Dann gönne ich mir sogar einen kleinen Mittagsschlaf, um danach mit leicht schlechtem Gewissen wieder an den Schreibtisch zu stürzen.

Aber würde ich das alles so schätzen, wenn ich gar nichts mehr tun würde und mich nur noch den Hobbies widmen würde?

Ich glaube nicht.

Am nächsten Tag: Ich sitze wieder auf der Bank, direkt am Rahmer See.
Es ist kein Mensch hier. Ganz still.

Im Hintergrund vernehme ich den stark gedämpften Verkehr auf der Straße.

Ich schaue auf den See und erblicke am gegenüberliegenden Ufer Häuser, eingebettet in die Landschaft.
Muss das schön sein, dort zu wohnen!

Ich seufze in mich hinein.
Aber würde ich dann schon gelaufen sein, Sport gemacht haben?
Eher nicht. Ich würde wahrscheinlich am Schreibtisch sitzen, hinausschauen und auf der anderen Seite einen dicken Nordic Walking – Menschen sehen, der auf der Bank herumlungert, neben sich die Stöcke, die Füße lang ausgestreckt.

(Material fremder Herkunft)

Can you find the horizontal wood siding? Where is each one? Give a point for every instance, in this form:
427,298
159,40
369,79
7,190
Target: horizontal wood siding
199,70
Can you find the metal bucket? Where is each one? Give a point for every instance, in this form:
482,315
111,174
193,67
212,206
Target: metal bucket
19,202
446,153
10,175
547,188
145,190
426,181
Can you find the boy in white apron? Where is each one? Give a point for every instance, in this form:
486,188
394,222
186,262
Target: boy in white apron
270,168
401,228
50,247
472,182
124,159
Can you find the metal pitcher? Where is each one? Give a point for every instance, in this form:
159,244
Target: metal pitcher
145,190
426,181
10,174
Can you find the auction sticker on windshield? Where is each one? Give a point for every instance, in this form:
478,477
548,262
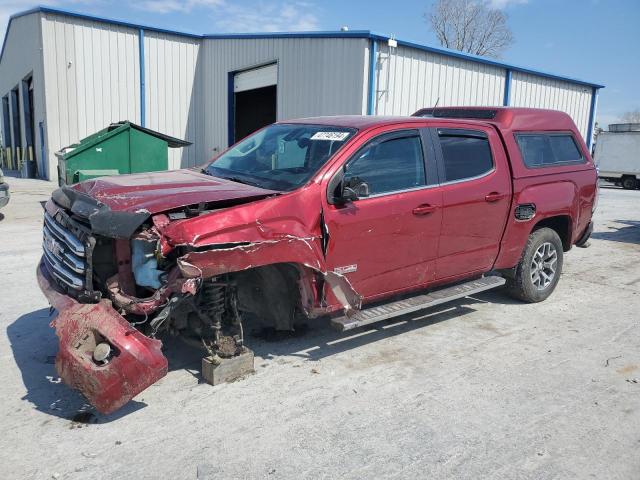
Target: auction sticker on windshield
334,136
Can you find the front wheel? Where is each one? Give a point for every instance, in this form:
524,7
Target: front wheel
629,183
538,271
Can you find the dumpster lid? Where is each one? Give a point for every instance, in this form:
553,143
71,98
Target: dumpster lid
173,142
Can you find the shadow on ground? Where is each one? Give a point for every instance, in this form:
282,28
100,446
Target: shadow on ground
628,233
35,345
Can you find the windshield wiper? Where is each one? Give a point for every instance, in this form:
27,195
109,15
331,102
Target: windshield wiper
242,180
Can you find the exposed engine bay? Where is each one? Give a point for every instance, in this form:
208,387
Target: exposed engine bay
117,276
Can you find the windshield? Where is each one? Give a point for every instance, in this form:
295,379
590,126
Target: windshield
280,157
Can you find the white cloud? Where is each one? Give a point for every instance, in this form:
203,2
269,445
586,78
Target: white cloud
229,16
501,4
269,16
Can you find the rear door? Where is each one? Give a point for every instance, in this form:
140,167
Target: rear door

„Die arme Sau“, würde ich denken und erhaben auf mein Grundstück hinunterschauen.
Dann würde mich der Alltag einholen und meine schlechte Laune würde in mir hochsteigen.

„Ich muss den Artikel noch fertigschreiben,
das Laub fegen, den Bootssteg reparieren.“

Der Mann auf der anderen Seite erhebt sich.
„Wie der sich wohl fühlt?“, würde ich mich fragen.
„Bestimmt bescheiden.“

Ich erhebe mich von der Bank, schnappe mir die Stöcke, schmeiß sie auf die Schulter und werfe einen letzten Blick auf das Haus am See.

„Schön, dass ich das alles sehen und erleben kann. Gott sei Dank, muss ich dafür gar nichts tun, nur herfahren, sich bewegen, auf der Bank sitzen, den Blick aufs Wasser genießen, das Haus bewundern und denken, dass es schön ist, dass du keine Arbeit damit hast.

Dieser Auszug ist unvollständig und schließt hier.